At home, mass incarceration, the death penalty, police brutality, the erosion of voting rights, the criminalization of poverty, persistent racism and the lack of equal justice in the courts in both criminal and civil matters dog U.S. legitimacy as a human rights leader.
AJAM has helped highlight the repeated occasions when Washington has exerted its influence across the globe to advance its strategic and economic interests in ways that undermine human dignity abroad. For example, the U.S. war on drugs has motivated the vast carceral state at home that devastates communities and contributes to the mayhem south of the border that has fueled the deluge of desperate refugees, who in turn are often deprived of due process protections required by domestic and international law.
Meanwhile, the money spent militarizing the drug war depletes coffers that could have been used to fix corroded water pipes or failing schools or caring for ailing veterans. Instead, those needs go unmet, often pitting constituencies against each other to compete for limited resources rather than uniting against policies that enrich already powerful economic interests.
The U.S. exalts civil and political rights, even as it allows them to be subverted, including through the corrosive influence of money that is transforming American democracy into a plutocracy. But it has yet to embrace economic and social rights or understand their indivisibility from their civil and political rights, overlooking the grossly unequal distribution of resources and increasing concentration of wealth within and between nations that causes unspeakable misery. The deprivation of economic and social rights is not a natural and inevitable aspect of the human condition and insufficient resources to fulfill them.
Much continued suffering emanates from policies that uphold the unjust status quo: The global architecture of economic and political governance that advances the interests of rich countries and perpetuates global poverty. Multilateral economic institutions such as the World Bank and the International Monetary Fund have started to decry inequality. Yet these organizations owe their allegiance to the governments that set their agendas and provide their funding, and have so far refused to implement policies that fully protect an expanded notion of rights.
Governments have been loath to hold to account transnational corporations that evade responsibility for the human rights ramifications of their work. Trade policies continue to privilege the profits of corporations over the rights of people. All of this is relevant to American workers fighting for a livable wage, affordable health care, decent public schools and a level playing field for their children, irrespective of their race, national origin, class or gender identity.
Yet human rights proponents must undertake their work with the same critical eye directed toward transgressors, to fully interrogate whether the effect of their advocacy reflects the principles they espouse. AJAM has not given them a free pass, pointing out that human rights organizations, the humanitarian aid industry and even the U.N. itself have the failings of mission and accountability.

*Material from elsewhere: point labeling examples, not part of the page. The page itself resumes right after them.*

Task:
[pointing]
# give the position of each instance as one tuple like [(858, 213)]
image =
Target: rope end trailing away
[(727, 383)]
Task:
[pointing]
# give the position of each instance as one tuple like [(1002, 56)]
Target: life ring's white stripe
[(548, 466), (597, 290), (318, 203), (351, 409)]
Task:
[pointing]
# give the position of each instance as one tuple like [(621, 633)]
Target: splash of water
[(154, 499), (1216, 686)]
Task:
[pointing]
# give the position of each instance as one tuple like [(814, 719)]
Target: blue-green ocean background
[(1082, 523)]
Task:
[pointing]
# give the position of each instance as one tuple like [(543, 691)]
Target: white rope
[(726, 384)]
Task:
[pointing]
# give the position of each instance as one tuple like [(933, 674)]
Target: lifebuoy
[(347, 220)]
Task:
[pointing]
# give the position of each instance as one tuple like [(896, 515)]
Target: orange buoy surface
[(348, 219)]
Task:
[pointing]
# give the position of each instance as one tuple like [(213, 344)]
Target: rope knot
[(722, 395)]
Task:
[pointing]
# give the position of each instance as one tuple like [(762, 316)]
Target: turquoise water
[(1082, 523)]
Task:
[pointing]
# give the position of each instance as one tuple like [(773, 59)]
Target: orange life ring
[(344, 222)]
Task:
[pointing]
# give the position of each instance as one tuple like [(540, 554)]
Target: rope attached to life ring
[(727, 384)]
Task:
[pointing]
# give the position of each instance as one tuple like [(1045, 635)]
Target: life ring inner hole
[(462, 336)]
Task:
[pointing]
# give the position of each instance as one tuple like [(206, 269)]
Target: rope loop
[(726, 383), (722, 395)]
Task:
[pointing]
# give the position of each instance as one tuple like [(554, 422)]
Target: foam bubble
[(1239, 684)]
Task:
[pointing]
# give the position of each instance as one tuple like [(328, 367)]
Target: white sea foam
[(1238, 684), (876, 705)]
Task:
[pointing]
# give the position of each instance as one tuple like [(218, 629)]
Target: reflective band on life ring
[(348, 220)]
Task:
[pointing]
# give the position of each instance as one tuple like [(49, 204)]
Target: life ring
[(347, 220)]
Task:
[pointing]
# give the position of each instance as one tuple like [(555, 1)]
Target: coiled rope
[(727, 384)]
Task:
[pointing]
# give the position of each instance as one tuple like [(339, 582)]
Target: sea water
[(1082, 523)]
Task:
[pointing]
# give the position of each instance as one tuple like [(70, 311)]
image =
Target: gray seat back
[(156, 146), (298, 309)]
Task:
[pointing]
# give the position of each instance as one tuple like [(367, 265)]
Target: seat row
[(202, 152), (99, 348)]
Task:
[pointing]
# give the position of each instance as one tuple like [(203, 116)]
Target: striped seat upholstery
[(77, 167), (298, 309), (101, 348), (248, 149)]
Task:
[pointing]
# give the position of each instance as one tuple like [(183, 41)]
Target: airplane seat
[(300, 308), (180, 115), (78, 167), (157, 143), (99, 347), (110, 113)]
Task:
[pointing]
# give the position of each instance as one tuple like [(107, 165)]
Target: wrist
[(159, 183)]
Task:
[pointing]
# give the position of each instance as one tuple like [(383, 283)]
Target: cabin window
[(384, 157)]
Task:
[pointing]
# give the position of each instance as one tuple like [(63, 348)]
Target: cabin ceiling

A journalism that promotes human rights reporting is starting to resonate within the U.S. media market. AJAM has advanced that goal — both explicitly and implicitly — through the expansive scope and diverse perspectives of its coverage and by drawing attention to the connection between inequality and injustice at home and abroad. A national conversation to reflect on and uphold the United States’ vaunted ideals is increasingly critical and quintessentially patriotic, especially in the current climate of nationalistic demagoguery.
For those of us who have had the great privilege of writing about global injustices that ordinarily fail to capture the imagination of editors, losing this platform leaves a lamentable void. AJAM will go silent, but its gutsy work in humanizing journalism will continue to shape the contours of human rights discourse.